With so many cicadas at once, everything that eats them—carnivores, herbivores, your dog, some humans—has a great year. “All their predators are filling up their stomachs, having the maximum number of babies, doing very, very well,” says Janzen. “But the next year, all those babies are grown up, and there's no periodical cicadas to eat. That means any cicada who was late by one year gets clobbered. But those who hit that 17-year period survive. It's called selection for synchrony by predator satiation.”

Wildebeest, or gnus, in Africa take the same approach. “They all drop their calves within a couple of days of each other in the yearly cycle,” says Janzen. “Every lion, every leopard, everybody stuffs themselves with wildebeest newborn calves. But those synchronized with the herd’s timing have the best chance of surviving.”

Salmon do the same thing, and so do oak trees in a forest setting, storing up energy and then producing a lot of acorns every three or five years. (Lone oak trees in the sun often fruit every year because they can store so much energy that they are triggered by spring every year.) Oaks are helped out by squirrels, who can remember to within a foot where they buried an acorn months earlier, and then use their noses to do the rest. If squirrels didn’t bury acorns, deer, passenger pigeons, and insects would eat them, or they’d rot on top of the ground.
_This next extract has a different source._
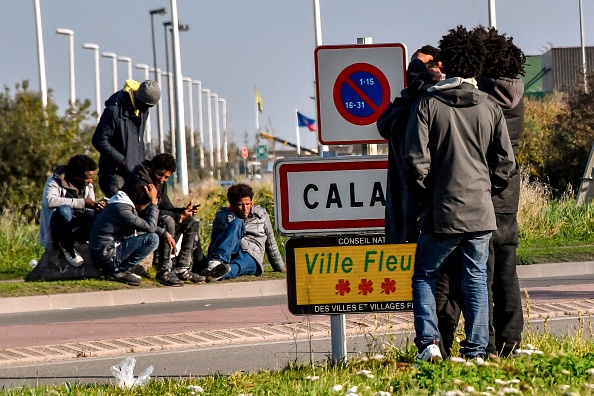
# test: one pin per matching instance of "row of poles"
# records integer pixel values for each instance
(175, 102)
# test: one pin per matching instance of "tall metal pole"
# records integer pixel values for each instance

And because the oak produces so many acorns, some of those buried are left behind to grow into trees following a massively synchronized year.

“That’s the price mom oak tree pays for a seedling: a lot of acorns for a lot of squirrels to eat and bury,” Janzen says. “An oak tree lives 200 years, and in an intact forest (with all its competitors) it makes a seed crop every two or three or four years. Think how many acorns that is to get one more oak tree. So now we're dealing with astronomical percentages required for population replacement. Extremely low percent. But it works.”

Janzen spends a lot of time thinking about survival. He’s currently researching in the Area de Conservacion Guanacaste in Costa Rica, a national park he and his research partner and spouse, Winnie Hallwachs, also a researcher in the Department of Biology, helped to create beginning in 1985. The preserve is more than 400,000 acres returning to their natural state after 400 years of Western agriculture. It’s also a teaching site and an ecotourism destination for thousands.

Guanacaste is part of their goal of spreading bioliteracy, the ability to understand how humans interact with and need nature. “Bioliteracy means finding out what is in the forest, what its name is, where it is, what it does, and then to put that on the web, so that anybody—schoolchildren, a middle-age mechanic in a garage, I don't care who they are—can connect to some of the things that could matter to them in the wild world." To encourage bioliteracy, he and Hallwachs have set out to DNA barcode the world.

All these living organizms that synchronize for survival, Janzen points out, have been disrupted: Many rivers are now dammed, and agriculture means less food for the few baby salmon that are spawned in the landscape crossed by their streams. In the 1920s wildebeest numbered in the millions; their number at one point was down to just 10 percent of that. And there are many fewer trees—and roots for cicadas to feed on. 

No matter who and where you are in the world, Janzen says, you need to “be willing to think about the fate of not only insects, but the fungi and all the others, the mites, the ticks, the spiders, the birds, the lizards, the snakes. Everybody in the forest. To be willing to think about them as being a reasonable member of the global society. Or we’ll end up living in a shopping mall.”